Sequels, I can understand their popularity with creators and consumers – the public like it so let’s give them more of the same. The flip side if this of course is that the very people that loved the original tend to criticise the sequel for not being as funny or as innovative or just plain as good as the original. It’s a quandary for writers. Sometimes, very very rarely, sequels are better than the originals – Godfather Part 2, The Empire Strikes Back – but most of the time they are franchise killers like Ghostbusters 2 or a sequel too far like, (shudder), Indiana Jones and the Kingdom of the Crystal Skull.
I ramble and digress as always, but I finally come to my point. This months main range release from Big Finish – Revenge of the Swarm is a sequel to The Invisible Enemy. Not the most awe inspiring starting point, even the most generous fan would rate Invisible Enemy as average, whilst received opinion is that it is a bit of a dud. But does the sequel breathe new life into the original story or will it be languishing at the bottom of Big Finish popularity polls just as it’s TV progenitor does in TV polls?
The story sees my favourite classic Doctor, Sylvester McCoy, make his first appearance in a Big Finish story since last December’s Afterlife, following on from that story he is accompanied by Ace and Hector played by Sophie Aldred and Philip Olivier. Things start off pretty normally, Ace and the Doctor venturing out into the Titan base they have landed in, Hector, left behind in the TARDIS attempting to work some controls on the console, when a crackle go light discharges into him and “contact has been made”. It seems that the residue of the Nucleus of the Swarm has been dormant in the TARDIS console since the time of the Fourth Doctor waiting…..
It seems like the Nucleus has been playing a very long game, and like the new series on TV this story involves time travel. But unlike the TV series, everything is locked into place and what will be most definitely will be. Nucleus of the swarm wants to ensure its own creation which in turn will lead to its universal domination.

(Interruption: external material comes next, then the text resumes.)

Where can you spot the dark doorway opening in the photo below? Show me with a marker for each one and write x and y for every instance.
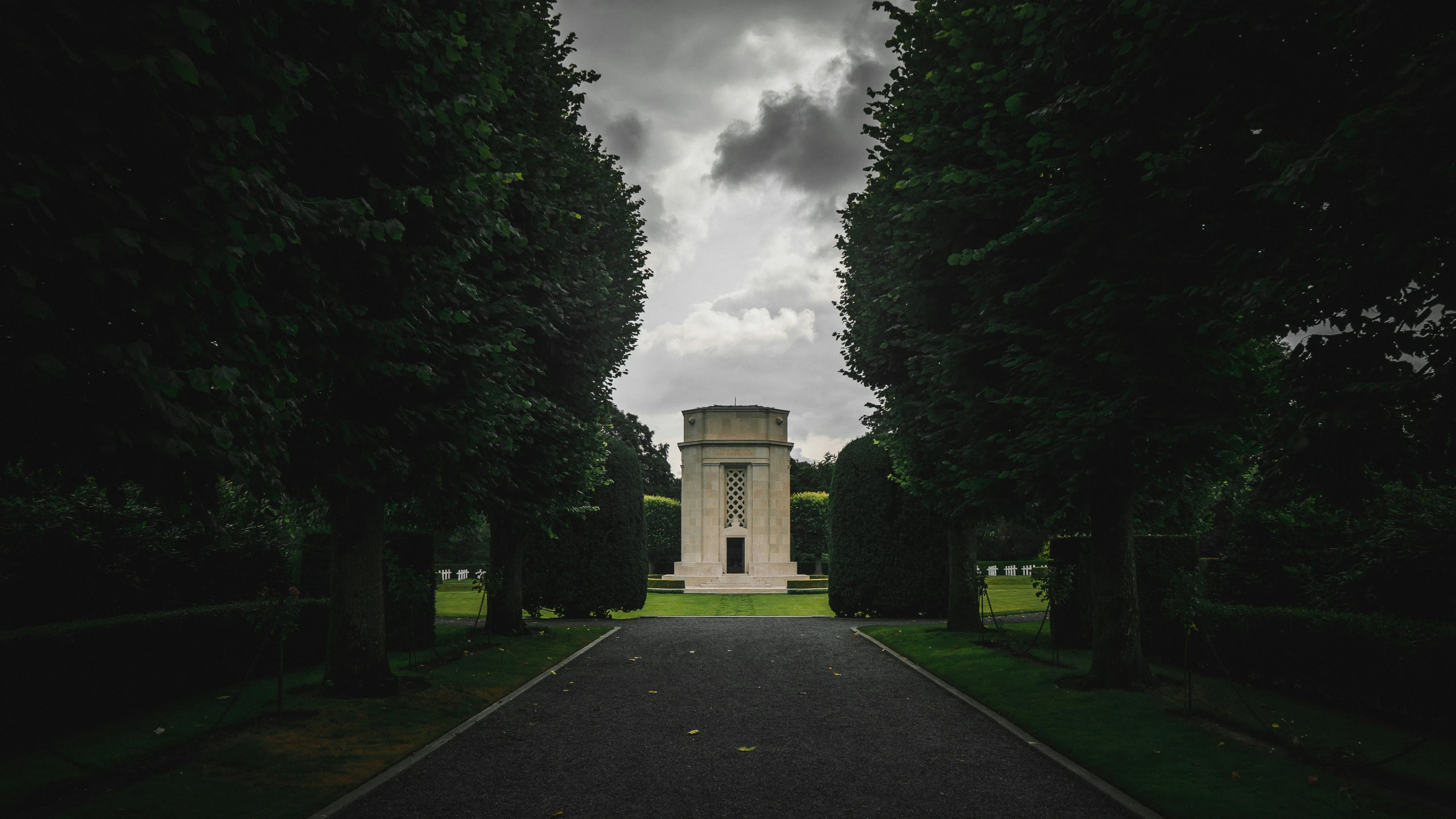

The plot is pure “B-Movie” but done so well and plotted so tightly that this can be taken as a compliment. In fact it could translate quite easily to the big screen as a summer blockbuster. Jonathan Morris has again delivered the goods when it comes to Big Finish – I have said it before and I will say it again, let him write for the TV series, he really is quite superb.
I make no secret of my love of the Seventh Doctor and McCoy really is on form here as devious and manipulative as he has ever been, but tinged with a compassion and vulnerability often missing.
Do I like it? Yes I do! Is it perfect? No, but it is very very good indeed AND it has made me want to watch The Invisible Enemy again – no mean feat there. In the end, it is what it is, a rip roaring space romp and as this it succeeds, it even has John Leeson back as the Nucleus of the Swarm and you don’t get much better than that!